1.) Roll your eyes at your server for any reason. ANY reason. Guess who's getting piping hot bowls for their salad? You are! Mmm....arugula that's reminiscent of sauteed spinach. Yum. Sure there's cold bowls we could find. But you're an asshole. TJ actually once told a table, "This is how they do it in Italy. They actually put the bowls in the ovens!"
2.) Your server just started opening a bottle of wine at the table next to yours. You have just gotten your credit card into the check presenter and you start WAVING it at us. Fuck you. Guess what your server's gonna do? After that wine is open, you better believe she's gonna stay at that table and tell the specials. All the specials. She might even tell the table about items that aren't on the menu just so you have to wait longer, all the while smiling and giving you the "one minute" raised index finger.

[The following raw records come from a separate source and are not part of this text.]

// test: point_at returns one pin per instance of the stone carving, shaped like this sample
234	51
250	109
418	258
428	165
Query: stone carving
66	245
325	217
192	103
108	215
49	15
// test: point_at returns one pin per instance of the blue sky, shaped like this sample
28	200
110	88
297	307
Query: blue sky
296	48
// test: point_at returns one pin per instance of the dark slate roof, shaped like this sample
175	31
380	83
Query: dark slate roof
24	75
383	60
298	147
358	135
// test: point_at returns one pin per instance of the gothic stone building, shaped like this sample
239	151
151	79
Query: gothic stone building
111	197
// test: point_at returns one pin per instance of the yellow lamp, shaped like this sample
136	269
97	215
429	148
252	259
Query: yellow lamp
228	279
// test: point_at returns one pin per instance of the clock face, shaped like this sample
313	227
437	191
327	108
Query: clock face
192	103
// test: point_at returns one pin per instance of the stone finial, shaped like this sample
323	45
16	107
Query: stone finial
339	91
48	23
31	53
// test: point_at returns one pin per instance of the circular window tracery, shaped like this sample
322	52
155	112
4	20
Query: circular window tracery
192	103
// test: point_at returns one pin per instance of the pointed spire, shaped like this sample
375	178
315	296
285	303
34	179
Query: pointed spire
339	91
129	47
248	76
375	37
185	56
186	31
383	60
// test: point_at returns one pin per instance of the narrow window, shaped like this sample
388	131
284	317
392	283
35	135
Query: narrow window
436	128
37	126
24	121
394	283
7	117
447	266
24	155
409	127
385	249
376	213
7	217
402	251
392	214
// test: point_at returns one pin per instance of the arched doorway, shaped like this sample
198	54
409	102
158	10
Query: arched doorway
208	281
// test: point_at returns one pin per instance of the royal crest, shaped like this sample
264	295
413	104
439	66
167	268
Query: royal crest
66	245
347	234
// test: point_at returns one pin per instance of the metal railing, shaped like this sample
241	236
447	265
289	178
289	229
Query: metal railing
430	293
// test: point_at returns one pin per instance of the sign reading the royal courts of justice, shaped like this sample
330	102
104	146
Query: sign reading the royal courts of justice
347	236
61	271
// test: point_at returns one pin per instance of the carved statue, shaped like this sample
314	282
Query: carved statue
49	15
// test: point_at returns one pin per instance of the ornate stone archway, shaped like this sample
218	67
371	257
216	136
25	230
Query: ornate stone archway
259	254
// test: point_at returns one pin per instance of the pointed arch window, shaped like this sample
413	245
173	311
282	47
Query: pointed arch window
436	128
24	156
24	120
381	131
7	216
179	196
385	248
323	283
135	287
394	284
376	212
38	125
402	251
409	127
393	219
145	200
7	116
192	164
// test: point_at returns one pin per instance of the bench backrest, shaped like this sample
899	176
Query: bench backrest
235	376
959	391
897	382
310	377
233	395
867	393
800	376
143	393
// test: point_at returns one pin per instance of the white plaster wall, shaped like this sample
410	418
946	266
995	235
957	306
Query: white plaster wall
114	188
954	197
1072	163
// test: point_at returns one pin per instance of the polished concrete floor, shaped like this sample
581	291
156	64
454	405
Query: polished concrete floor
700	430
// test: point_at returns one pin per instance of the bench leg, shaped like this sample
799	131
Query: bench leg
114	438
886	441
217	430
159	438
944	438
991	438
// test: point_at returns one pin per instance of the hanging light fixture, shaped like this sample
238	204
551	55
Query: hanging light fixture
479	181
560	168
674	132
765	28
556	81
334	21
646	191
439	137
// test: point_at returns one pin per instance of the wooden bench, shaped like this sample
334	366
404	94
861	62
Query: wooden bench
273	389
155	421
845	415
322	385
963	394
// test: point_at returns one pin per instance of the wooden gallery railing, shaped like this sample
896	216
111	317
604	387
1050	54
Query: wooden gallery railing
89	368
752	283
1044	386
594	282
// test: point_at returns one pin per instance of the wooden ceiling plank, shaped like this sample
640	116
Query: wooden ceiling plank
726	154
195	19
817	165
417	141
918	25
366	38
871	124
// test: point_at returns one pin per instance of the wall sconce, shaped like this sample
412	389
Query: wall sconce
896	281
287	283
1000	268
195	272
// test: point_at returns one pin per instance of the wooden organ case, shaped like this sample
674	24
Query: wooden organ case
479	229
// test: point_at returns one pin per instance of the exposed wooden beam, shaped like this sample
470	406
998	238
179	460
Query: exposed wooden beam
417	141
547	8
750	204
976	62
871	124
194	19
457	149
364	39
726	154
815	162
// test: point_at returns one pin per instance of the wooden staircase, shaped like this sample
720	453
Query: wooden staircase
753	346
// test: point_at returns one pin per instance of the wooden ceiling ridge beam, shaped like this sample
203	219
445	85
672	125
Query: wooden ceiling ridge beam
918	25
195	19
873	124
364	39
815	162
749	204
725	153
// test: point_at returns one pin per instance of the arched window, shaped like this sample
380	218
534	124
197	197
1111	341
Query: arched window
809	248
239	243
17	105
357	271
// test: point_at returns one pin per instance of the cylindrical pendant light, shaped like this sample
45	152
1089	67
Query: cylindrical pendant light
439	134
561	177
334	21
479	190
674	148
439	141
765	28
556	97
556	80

3.) This is almost a side note to number two... Even if we aren't busy and you wave anything at us (hand, check presenter, empty glass) there's a good chance we'll simply wave back. Or better yet completely pretend not to see you and walk the other way.

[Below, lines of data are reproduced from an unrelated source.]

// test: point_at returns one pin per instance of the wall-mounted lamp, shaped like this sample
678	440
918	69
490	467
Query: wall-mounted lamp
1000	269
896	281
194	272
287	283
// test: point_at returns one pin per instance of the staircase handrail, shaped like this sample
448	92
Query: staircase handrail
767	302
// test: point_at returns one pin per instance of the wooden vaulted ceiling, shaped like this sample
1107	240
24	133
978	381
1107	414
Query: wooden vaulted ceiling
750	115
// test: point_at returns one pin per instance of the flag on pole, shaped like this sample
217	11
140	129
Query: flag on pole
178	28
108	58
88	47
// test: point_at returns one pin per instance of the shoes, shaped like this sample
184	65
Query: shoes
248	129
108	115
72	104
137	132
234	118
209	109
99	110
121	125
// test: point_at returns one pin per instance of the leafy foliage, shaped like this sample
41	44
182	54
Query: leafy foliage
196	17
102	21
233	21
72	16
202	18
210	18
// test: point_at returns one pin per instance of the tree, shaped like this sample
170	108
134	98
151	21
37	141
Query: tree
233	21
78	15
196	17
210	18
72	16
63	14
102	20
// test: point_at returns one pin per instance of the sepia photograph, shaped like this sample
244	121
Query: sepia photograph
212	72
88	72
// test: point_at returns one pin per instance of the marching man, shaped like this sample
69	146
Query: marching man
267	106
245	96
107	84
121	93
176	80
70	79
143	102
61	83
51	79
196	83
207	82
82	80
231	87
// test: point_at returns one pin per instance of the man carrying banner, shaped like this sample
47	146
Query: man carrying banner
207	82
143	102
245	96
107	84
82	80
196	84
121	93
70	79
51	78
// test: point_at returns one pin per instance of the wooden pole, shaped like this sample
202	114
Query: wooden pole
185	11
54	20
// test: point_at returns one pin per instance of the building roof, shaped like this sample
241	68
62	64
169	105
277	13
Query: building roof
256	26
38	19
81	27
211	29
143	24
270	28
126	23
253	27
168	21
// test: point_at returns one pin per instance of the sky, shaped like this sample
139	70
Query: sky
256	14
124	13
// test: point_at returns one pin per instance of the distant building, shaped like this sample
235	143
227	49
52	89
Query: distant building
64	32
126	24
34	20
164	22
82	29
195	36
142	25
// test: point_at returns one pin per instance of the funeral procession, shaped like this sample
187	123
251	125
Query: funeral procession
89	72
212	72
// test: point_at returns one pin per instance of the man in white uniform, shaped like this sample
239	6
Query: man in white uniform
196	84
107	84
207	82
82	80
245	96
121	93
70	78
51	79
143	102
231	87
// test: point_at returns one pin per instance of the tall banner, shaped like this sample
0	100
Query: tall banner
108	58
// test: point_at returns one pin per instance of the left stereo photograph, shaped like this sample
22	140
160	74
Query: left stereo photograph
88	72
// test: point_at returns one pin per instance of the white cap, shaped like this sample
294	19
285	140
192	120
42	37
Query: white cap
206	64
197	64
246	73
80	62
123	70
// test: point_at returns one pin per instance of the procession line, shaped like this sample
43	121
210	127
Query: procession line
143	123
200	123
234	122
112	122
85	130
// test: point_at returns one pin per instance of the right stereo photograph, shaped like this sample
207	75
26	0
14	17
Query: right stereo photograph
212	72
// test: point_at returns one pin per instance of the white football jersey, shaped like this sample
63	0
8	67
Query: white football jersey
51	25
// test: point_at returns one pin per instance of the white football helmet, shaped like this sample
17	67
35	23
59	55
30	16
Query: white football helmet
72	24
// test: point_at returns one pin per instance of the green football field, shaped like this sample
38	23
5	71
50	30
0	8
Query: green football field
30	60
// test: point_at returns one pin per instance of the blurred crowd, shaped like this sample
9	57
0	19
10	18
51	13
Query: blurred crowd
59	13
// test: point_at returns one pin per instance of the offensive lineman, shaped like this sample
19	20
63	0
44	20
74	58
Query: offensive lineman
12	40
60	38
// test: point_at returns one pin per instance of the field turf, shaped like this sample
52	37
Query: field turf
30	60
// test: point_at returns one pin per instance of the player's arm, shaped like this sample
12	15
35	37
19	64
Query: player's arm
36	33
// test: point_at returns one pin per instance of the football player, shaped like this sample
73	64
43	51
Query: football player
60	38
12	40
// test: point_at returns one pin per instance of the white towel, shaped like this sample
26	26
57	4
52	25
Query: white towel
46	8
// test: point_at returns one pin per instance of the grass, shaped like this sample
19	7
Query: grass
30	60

4.) I had a table once order the cheapest Chianti on the list. As I pour a taste for the old fat guy one drop of wine gets on the white paper (that should tell you something) tablecloth. The guy takes his index finger, dips it in the spilled dribble of wine and show it to his wife, eyebrows raised. Furious, I left the table and went to talk to The Crazy Waiter. After telling him the story, he goes over and SLAMS into the back of the guys chair, pretending to have tripped. Oops! Did you spill that delicious Chianti on the table? Let me get you some napkins.
5.) Oh, that's sweet. You're a 70-year old kept woman who thinks "the help" is so adorable! So what do you do? You take your server's hand and say "Honey, you can get me a coke." Oh REALLY!!? Why thank you so much for the opportunity! Right. Looks like you're going to have enough ice in that coke to sink the Titanic. Oh, it's gone in two sips? Please allow me to get you another! It would be my pleasure to charge you $2.50 for as many cokes as you'd like ma'am!
Special thanks to Lauren for extra reporting for this post.